The Unsolvable Problem
Semantic technology has always proved incredibly difficult because, on a fundamental level, technology and humans approach data differently.
While algorithms look at data as parts of a complex relationship of certain data sets to other data sets, human beings look at data as either a single piece of information that is needed – “what is the best way to bake these muffins?” – or a part of broader story about lots of information – “what’s the best way to invest my money?”.
That information is out there on the web. But it’s hard to find, because our methods of search don’t always know what to connect to what. Does a search engine know that you want those muffins gluten free and low fat? Or that you like brown sugar on top? Or that part of your savings are in another country? Or that you plan to retire at 50? How does it know what you’re after?
That was what semantic was supposed to solve. By using complex algorithms that got smarter the more you used them, it would be able to ‘make sense’ of data in a way that was relevant to you.
Trouble is… they were never very good. ‘Training’ an algorithm to know what you want is not only incredibly time-consuming, you are also still left with less than ideal results at the end.
The bottom line is that, generally speaking, our tech just isn’t sophisticated enough to give you what you want. Sure, some basic examples like Netflix’s recommendation engine are pretty good. But even that ‘basic’ one that simply tells you about movies took years of work. So clearly, we’re a long way off from a search engine being able to tell you ‘what is the best way to arrange my furniture?’
Social Solves 'the Data Problem' Better than Semantic
But there’s another looming issue here: social. See, the semantic web was supposed to take data and transform it into the way humans speak.
And you know who else does that? Humans.
The whole aim of the semantic web has been trumped by social, and this happened for two reasons:
- Asking people – particularly those who know you – gives you information far more relevant than either the semantic web or Google. Simply put, the results of social are better than semantic. This has ramifications not just for the semantic, but search in general.
- Your online social circle is far bigger than your real life social circle.
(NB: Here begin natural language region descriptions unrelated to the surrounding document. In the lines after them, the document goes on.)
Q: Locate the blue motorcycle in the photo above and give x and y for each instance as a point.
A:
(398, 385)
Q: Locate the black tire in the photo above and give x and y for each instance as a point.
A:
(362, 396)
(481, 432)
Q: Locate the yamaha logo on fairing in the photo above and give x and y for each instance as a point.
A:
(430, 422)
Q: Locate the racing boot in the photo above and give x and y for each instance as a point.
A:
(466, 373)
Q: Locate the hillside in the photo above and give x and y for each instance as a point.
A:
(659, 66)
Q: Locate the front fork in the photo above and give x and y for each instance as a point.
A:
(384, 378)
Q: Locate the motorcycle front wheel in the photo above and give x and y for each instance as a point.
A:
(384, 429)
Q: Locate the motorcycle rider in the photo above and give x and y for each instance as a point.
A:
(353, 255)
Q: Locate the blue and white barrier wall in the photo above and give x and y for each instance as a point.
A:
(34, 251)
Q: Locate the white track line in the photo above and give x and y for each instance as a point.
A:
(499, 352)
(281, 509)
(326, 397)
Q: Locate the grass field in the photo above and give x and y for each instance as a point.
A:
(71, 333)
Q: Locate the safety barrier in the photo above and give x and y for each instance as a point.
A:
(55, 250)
If in real life you could get advice from a few friends at a time, on Facebook or Twitter you can get it from many many more. The ‘weak ties‘ of social media mean individuals may not ‘know’ 800 people, but they can sure get info from them.
The capacity of social media to curate, filter and suggest information took the wind out of the sails of semantic, in large part because it simply performs those functions better. Your friends know you, and even Twitter friends you’ve never met can make (for now) make better suggestions than an algorithm because there’s more information to work with and there are more perspectives to work from.
This is one of the reasons that Quora has taken off. Google is great for snippets of simple data – movie times, directions, etc. But for questions that matter – “how do I succeed?”, “what will change in the future?” – you need to speak to other people, because only other humans will be able to provide their own perspective.
So, to trot out a tech blog cliche, is the semantic web ‘dead’?
Probably not. Google is just now starting to really struggle with how easy it is to game their search engine, and will likely start to make their search algorithm more dependent of semantic tech. Similarly, some small startup with some crack programmers may be able to finagle a new algorithm that is better at giving people the info they want.
For the time being though, people scared of the singularity take note: for now, people beat tech.